At launch, the bank migrated 85% of its infrastructure to AWS and ran its mission-critical service in a containerised architecture built on Amazon ECS and Amazon EKS. The bank now considers itself cloud native, says Frey. “Everything is in the cloud. TymeBank was originally built in a data centre, but we were in the cloud by go-live. Later, the rest moved to the cloud, and our second bank has never seen a data centre. We are now preparing for further expansion. We see ourselves as serial bank builders, and technology drives what we are doing,” he says.

Benefits for business

Frey says: “The AWS cloud’s total value proposition includes cost controls, as technology is a huge cost. It enables us to be available, scalable and even quickly take products away if they don’t do well. Our time to market is very quick, and we can scale rapidly.”

At month-ends, when transaction numbers soar, TymeX can scale easily, using AWS AI tools to help identify patterns and predict significant increases in transaction numbers.

Being in the AWS cloud supports innovation, he says: “We can easily spin up things and test them. There are no lead times with the cloud, and you can easily test innovations and do things you wouldn’t normally be able to do.”

He notes: “To get the value of the cloud, you need to use the native data tools to make the value proposition work for you. There is no way we could have grown the way we have if we had not been in the cloud.”

Benefits for IT

Frey says running infrastructure in the cloud offers his team myriad benefits. “You can exhale if you don’t have to worry about on-premises issues like power, cooling and hardware costs in data centres. Some people may disagree, but we find running in the cloud is more cost-effective – if you carefully control costs and what people build in the cloud. You need to change people’s habits and manage them very closely. I am responsible for the FinOps and have consolidated multiple organisations for efficiencies and cost control. AWS cost management tools also help with reporting and identifying wastage,” he says.

We use AWS tools to monitor flows to see the best windows for patching. We deploy over 230 pieces of code per month, and being in the cloud greatly contributes to that. With cloud, if you find a bug, you can fix it quickly,” he says.

“We also benefit from a lighter tech team, as we don’t need people building VMs, patching and configuring carts. We still have a networking complement and transitioned the people who were working on-premises to work on cloud.”

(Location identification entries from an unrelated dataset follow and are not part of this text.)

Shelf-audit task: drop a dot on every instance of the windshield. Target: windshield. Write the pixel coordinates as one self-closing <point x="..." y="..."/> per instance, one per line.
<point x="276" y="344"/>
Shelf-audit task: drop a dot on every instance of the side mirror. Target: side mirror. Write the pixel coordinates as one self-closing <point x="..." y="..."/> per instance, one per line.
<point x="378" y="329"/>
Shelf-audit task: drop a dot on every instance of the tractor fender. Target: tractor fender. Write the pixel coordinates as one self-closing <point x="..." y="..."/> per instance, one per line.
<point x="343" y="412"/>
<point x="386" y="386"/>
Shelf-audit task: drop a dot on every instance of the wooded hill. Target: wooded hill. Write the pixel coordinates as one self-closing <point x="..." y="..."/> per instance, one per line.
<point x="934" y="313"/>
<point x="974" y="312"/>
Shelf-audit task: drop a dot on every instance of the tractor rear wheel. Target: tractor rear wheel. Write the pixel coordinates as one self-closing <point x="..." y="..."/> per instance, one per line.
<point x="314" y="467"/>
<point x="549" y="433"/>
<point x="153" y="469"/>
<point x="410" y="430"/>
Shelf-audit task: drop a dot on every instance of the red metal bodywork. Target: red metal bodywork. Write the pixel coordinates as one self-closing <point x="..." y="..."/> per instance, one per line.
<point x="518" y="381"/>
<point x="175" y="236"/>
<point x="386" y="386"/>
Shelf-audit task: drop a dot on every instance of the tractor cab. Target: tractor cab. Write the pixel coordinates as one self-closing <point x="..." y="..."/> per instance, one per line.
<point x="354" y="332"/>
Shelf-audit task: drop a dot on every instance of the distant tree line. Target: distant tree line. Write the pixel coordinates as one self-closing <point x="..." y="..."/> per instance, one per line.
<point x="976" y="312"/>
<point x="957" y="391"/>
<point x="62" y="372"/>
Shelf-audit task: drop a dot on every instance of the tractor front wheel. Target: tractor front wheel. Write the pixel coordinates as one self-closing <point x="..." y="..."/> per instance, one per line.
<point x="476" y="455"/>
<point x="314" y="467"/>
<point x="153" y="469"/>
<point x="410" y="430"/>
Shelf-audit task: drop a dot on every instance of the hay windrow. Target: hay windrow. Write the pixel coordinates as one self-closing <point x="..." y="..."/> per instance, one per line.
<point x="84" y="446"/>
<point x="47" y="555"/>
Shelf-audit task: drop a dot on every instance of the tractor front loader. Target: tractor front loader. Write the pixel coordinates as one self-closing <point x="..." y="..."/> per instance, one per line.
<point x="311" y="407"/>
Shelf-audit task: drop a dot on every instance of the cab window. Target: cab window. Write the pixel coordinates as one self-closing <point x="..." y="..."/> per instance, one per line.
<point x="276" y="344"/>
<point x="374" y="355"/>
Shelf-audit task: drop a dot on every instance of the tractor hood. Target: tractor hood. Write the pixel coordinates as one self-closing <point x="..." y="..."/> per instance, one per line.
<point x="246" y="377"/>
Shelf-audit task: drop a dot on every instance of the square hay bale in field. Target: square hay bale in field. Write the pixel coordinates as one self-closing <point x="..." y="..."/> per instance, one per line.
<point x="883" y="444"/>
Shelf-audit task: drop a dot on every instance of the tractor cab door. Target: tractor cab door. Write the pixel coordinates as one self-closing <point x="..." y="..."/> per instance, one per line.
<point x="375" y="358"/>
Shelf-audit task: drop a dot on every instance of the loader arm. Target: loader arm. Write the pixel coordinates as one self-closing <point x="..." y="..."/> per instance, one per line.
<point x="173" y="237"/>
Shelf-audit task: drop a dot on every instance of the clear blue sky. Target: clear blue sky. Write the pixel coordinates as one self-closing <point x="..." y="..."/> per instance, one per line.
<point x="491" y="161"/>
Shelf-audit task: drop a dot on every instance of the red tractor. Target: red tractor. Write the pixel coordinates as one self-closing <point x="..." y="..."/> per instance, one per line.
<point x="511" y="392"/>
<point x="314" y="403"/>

Frey’s advice for controlling costs and optimising the value of the cloud is: “If you can, don’t lift and shift – develop as much as you can in the cloud, because it will help with cost saving. You need to build for the cloud wherever possible. Control is crucial, but you shouldn’t let FinOps be run by an accountant who might focus only on building cheaper. It should be run by someone who understands both architecture and finance. It is also important to build a culture of observability, FinOps and cyber awareness as you transition from an on-premises environment to the cloud.”

Making cashless convenience accessible

Frey says TymeBank’s impact on the unbanked is significant. “We have over 9.1 million customers and still onboard between 160 000 and 200 000 new customers per month. The simplicity and the availability of our services is driving uptake,” he says. “Opening an account is simple – because we don’t have branches, there’s no intimidation around filling out forms. People can simply use our kiosks to be verified with their fingerprint and some questions, they get approved for accounts right away, and they can walk out with a printed card and start transacting.”

He adds: “Many become customers because the bank has cheaper fees and offers higher interest on fixed savings accounts. We offer products to help people save for particular goals, and we were the only bank that gave people the full SASSA grant – we don’t charge bank fees, they get a card for free and don’t pay for most transactions. It gives people a little more trust in banking and supports a cashless society.”